Da BandNews FM Curitiba

O Ministério Público tenta reverter a decisão que mandou arquivar a denúncia contra servidores do Tribunal de Contas do Estado por participação em um esquema na licitação para a construção do prédio anexo ao órgão. Eles respondem por crimes como corrupção ativa e passiva e fraude.
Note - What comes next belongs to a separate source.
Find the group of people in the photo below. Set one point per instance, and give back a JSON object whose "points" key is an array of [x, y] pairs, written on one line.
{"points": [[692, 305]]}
No fim do ano passado, o juiz César Maranhão de Loyola Furtado, do Tribunal de Justiça do Paraná, entendeu que não havia elementos suficientes que sustentassem as alegações do Ministério Público do Paraná e mandou encerrar a ação penal. O MP, por sua vez, discorda e já se manifestou contra a medida.
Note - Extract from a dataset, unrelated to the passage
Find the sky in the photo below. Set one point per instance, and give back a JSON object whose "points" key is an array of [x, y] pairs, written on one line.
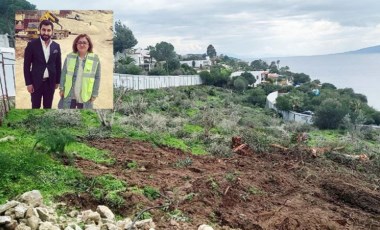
{"points": [[244, 29]]}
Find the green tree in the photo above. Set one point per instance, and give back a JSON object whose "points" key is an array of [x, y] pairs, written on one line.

O órgão entrou com um recurso no fim de dezembro de 2017 e aguarda a tramitação do argumento, segundo Leonir Batisti, coordenador do Gaeco, o Grupo de Atuação Especial de Combate ao Crime Organizado.

“Essa situação é bastante anômala pelo fato de que ainda não está definitivamente encerrada já que há recurso no STF contra as decisões anteriores que definiram as interceptações telefônicas como não autorizada validamente pela própria juíza que na ocasião havia concedido a medida. Essa situação ainda está sendo objeto de discussão e o Supremo ainda precisa se manifestar”, explicou.
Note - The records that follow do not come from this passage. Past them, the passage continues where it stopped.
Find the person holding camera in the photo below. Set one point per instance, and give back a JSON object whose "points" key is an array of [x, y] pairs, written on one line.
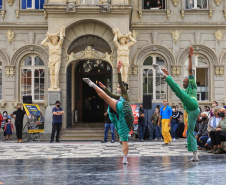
{"points": [[141, 122]]}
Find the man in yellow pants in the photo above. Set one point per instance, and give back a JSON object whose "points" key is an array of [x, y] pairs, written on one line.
{"points": [[166, 117]]}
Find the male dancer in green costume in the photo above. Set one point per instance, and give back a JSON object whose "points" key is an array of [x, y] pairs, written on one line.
{"points": [[189, 99]]}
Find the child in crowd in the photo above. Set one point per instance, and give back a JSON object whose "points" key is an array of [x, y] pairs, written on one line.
{"points": [[9, 128]]}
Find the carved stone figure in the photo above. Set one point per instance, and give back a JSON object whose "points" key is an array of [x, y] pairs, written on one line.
{"points": [[10, 36], [54, 42], [122, 43]]}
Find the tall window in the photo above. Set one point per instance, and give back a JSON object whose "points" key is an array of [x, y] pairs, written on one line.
{"points": [[32, 78], [0, 80], [196, 4], [153, 84], [32, 4], [154, 4], [200, 71]]}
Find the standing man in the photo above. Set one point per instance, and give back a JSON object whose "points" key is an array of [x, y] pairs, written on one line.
{"points": [[57, 121], [18, 122], [108, 124], [141, 122], [166, 117], [189, 99]]}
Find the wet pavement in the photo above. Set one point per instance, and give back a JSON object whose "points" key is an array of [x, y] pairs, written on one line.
{"points": [[94, 163], [140, 170]]}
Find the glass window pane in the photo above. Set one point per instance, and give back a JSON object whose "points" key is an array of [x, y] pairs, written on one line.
{"points": [[27, 61], [160, 61], [37, 4], [0, 4], [0, 84], [29, 3], [38, 61], [148, 61]]}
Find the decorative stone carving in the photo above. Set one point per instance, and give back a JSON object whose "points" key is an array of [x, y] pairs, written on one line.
{"points": [[176, 36], [3, 13], [218, 2], [219, 35], [9, 71], [10, 2], [45, 14], [31, 37], [133, 70], [122, 43], [175, 2], [17, 14], [10, 36], [176, 70], [168, 14], [54, 42], [197, 37], [154, 35], [88, 54], [219, 71], [211, 14], [182, 14]]}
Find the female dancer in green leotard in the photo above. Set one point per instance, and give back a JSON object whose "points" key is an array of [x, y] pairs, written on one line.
{"points": [[120, 111]]}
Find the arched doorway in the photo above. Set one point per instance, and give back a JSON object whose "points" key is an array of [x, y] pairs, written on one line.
{"points": [[89, 56]]}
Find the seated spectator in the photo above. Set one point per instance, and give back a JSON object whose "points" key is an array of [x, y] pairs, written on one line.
{"points": [[213, 123], [202, 134], [219, 134], [108, 125]]}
Caso o STF acompanhe o Superior Tribunal de Justiça e também considere que as provas foram obtidas de forma ilícita, isso invalida as evidências do ponto de vista processual. Mas o fato é que a questão ainda está em suspenso.

Batisti destaca que é preciso ter cautela em relação ao assunto principalmente devido à prisão em flagrante do então coordenador-geral do TCE Luiz Bernardo Dias Costa com R$ 200 mil em uma pasta – dinheiro de propina para garantir a vitória da Sial Construções na concorrência pública, conforme o Gaeco.

“Dinheiro que havia sido buscado por um assessor do então presidente do Tribunal de Contas na empresa contratada para fazer o anexo do prédio e no entanto o que está sendo discutido foi de que houvera uma decisão judicial de interdição telefônica de que a justiça entendeu, até o momento, que a decisão não estava totalmente fundamentada o que obviamente não é a visão do Ministério Público”, afirmou.

Aos policiais, o ex-coordenador-geral – que acabou solto algum tempo depois – disse que o dinheiro era referente a honorários. E além dele, mais dois funcionários do TCE foram acusados pelo MP de participação no esquema: o então diretor-geral do órgão, Ângelo Bizinelli, que já se aposentou, e o ex-diretor de licitações, Juliano Kintzel, que segue nas atividades.

O ex-presidente do Tribunal, hoje conselheiro, Artagão de Mattos Leão, também é investigado, mas pelo Superior Tribunal de Justiça, devido ao foro privilegiado. A apuração corre em sigilo no STJ. Já o dono da Sial, Edenilso Rossi, e o filho dele, Pedro Henrique Rossi, estão impedidos de contratar com o poder público.

A obra foi licitada para ampliar o prédio do Tribunal de Contas, ao custo de mais de R$ 36 milhões na época, e os crimes teriam ocorrido entre 2013 e 2014, segundo as investigações. Com isso, o serviço nem chegou a ser iniciado.

O TCE não se manifestou sobre a decisão e a defesa de Luiz Bernardo Dias Costa não atendeu às ligações.